Volume 4 : XML Schema Basics
In this and the next two volumes, we will discuss "XML Schema," a common schema definition language. Mainly we will address the differences between DTD and XML Schema definitions discussed in earlier volumes, and element and attribute declarations using XML Schema. This is knowledge required for being able to answer questions in Section 4 "XML Schema" in the XML Master Basic V2 Exam, so let’s be sure to establish a solid grasp in this area.
What is XML Schema?
In previous volumes, we discussed well-formed XML documents, valid XML documents using DTDs, and XML parsers. DTD has a characteristically simple syntax for functions and content definition. We see, however, that DTD functions and definitions have limitations when it comes to using XML for a variety of complex purposes.

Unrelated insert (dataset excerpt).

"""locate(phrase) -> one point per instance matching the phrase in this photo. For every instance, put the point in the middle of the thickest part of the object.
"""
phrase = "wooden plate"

Traditionally, DTD has been the standard for XML schema definition; however, XML usage has expanded dramatically in core application systems, being tailored for a wide range of purposes for which DTD is not fully capable of supporting. Given this development, the W3C recommended "XML Schema" as a schema definition language to replace DTD. The recommendation of XML Schema has spurred its adoption as a standard schema definition language.
Differences between XML Schema and DTD Definitions
What differences are there between XML Schema and DTD definitions? We will explain these differences using an XML document related to employee information as an example.
When defining XML Schema, the content you wish to put into an XML document must first be summarized. The next step is to create a tree structure.
Content to put into the XML document:
- The root element is "Employee_Info"
- As the content for "Employee_Info," "Employee" occurs 0 or more times
- As content of "Employee," "Name," "Department," "Telephone," and "Email" elements occur once in respective order
- "Name," "Department," "Telephone," and "Email" content are text strings
- "Employee" has an attribute called "Employee_Number"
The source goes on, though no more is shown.